Next, the CPU 2406 stops the operation of the video signal processing circuit 2407 and the VRAM 2411 in the CPU 2406. The display device 2413 displays an image using video data stored in a memory circuit provided in the display device as described above. Thus, the video signal processing circuit 2407, the VRAM 2411, and other circuits related to the generation and processing of video data need not operate during still picture display. In this manner, power consumption in the CPU 2406, the VRAM 2411, and the source signal line driver circuit can be reduced.

When a signal is input using the pen touch tablet 2401 to input an image signal, a command to change the display content is sent from the detection circuit 2402 of the pen touch tablet to the CPU 2406 through the tablet interface 2418. Delivered. Upon receiving the command, the CPU 2406 operates the VRAM 2411 and the image signal processing circuit 2407 which have stopped operating. Then, the start pulse, clock signal, and video data are supplied to the source signal line driver circuit of the display device 2413 through the LCD controller 2412, and a new video signal is written to the pixel.

In this manner, the portable information terminal operates circuits surrounded by dotted lines in FIG. 24 (i.e., gate signal line driving circuit, LCD controller 2412, pen touch tablet 2401, detection circuit 2402 and tablet interface 2418). The still image can be displayed continuously as long as it does.

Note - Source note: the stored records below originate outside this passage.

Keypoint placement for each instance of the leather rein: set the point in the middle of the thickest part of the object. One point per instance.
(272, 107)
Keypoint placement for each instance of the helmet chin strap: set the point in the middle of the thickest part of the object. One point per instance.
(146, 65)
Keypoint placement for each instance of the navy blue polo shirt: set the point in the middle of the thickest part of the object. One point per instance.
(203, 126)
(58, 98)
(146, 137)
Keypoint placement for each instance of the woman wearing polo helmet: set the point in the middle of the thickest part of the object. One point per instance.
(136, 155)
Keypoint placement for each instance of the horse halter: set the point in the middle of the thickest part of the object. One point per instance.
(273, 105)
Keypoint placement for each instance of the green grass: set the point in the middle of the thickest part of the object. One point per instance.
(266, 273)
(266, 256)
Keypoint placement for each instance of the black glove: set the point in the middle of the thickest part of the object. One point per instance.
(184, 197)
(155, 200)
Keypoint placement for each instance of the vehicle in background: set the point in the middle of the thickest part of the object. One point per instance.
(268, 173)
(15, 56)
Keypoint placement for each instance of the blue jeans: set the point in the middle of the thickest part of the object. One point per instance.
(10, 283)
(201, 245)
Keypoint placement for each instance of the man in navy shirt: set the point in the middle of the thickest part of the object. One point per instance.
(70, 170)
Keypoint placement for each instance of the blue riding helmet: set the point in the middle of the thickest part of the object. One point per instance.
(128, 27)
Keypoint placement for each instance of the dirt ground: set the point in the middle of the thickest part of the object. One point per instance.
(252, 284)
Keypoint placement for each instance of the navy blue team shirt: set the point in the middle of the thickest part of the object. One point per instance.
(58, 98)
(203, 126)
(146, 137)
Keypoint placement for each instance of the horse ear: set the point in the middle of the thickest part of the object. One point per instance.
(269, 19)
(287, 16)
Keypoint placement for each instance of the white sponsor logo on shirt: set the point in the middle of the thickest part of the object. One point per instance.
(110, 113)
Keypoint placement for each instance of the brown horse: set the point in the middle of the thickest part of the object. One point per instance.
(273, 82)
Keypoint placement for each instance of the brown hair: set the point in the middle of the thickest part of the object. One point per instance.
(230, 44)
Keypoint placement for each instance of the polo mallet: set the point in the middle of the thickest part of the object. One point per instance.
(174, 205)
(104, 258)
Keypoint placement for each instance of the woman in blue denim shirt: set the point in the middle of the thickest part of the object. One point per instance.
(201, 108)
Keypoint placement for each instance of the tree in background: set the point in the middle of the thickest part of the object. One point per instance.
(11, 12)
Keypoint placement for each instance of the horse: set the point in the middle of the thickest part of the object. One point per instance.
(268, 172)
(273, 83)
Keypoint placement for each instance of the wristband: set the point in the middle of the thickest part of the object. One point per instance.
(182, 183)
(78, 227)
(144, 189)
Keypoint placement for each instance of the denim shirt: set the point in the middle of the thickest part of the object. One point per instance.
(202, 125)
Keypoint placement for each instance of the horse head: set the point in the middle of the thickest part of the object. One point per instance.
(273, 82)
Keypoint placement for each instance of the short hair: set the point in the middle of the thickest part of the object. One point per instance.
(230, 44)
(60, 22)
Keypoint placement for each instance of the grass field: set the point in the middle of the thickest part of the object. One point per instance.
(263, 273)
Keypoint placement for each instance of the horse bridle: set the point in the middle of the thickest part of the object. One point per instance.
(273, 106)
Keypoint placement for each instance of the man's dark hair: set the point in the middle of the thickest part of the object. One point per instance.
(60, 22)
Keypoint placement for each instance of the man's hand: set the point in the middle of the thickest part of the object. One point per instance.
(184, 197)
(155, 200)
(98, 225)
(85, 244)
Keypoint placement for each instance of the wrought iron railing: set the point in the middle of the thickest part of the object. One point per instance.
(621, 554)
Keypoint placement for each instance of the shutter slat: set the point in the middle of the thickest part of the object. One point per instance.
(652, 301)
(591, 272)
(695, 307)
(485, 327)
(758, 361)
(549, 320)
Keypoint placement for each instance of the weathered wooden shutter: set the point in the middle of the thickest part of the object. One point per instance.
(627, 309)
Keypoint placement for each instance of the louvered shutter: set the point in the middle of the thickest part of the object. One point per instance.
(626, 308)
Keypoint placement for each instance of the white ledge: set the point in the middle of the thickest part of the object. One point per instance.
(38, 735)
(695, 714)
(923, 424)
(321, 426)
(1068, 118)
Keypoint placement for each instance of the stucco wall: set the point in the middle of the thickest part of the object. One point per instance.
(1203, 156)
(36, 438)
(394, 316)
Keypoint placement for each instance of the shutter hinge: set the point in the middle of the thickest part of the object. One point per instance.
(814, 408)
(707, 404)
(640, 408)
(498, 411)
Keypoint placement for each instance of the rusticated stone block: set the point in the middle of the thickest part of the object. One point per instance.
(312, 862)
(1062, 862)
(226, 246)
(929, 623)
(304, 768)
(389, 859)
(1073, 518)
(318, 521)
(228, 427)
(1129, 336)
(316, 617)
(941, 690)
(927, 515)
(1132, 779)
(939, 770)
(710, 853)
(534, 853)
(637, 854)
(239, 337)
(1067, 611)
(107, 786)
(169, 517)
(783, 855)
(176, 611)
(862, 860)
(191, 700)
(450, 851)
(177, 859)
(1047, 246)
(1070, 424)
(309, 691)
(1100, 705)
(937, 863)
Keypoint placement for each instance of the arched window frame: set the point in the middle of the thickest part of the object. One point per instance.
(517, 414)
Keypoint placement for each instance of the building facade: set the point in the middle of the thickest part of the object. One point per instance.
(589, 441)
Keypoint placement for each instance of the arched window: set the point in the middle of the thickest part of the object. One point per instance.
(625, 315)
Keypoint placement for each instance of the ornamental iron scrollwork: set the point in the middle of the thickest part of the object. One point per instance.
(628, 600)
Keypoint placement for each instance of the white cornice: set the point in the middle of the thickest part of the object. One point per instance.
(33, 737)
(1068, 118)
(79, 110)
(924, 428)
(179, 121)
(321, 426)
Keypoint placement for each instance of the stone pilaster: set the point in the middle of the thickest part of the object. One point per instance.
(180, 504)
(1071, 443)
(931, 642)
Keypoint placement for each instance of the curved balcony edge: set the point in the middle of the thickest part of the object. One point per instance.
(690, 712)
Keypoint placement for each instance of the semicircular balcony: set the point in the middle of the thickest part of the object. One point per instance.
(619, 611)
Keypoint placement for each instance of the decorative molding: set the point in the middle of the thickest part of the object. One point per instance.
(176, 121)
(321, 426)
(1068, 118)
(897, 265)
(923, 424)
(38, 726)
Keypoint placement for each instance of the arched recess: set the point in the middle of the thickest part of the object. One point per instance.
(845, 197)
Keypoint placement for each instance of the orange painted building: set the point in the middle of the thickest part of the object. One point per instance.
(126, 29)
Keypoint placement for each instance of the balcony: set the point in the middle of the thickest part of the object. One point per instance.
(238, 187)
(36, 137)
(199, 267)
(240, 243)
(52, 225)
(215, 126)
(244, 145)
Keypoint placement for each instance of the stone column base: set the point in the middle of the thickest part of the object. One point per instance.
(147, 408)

25 shows an example of a mobile telephone to which the present invention is applied. The cellular phone generally operates in the same manner as the portable information terminal of FIG. 24 operates. The difference between a mobile phone and a portable information terminal is that the mobile phone uses the keyboard 2501 for data entry and is controlled by the CPU 2506 via the keyboard interface 2518. Another difference is that the external data is amplified by the transmit / receive circuit 2515, which is input into the antenna via the telephone service provider's communication system and controlled by the CPU 2506. When displaying a still image, like the portable information terminal, the video signal processing circuit 2507, the VRAM 2511, and the source signal line driver circuit can be interrupted.

In this manner, the cellular phone can continuously display a still image as long as the circuits surrounded by dotted lines (i.e., gate signal line driver circuit, LCD controller 2512, keyboard 2501, keyboard interface 2518) in Fig. 25 operate. Can be.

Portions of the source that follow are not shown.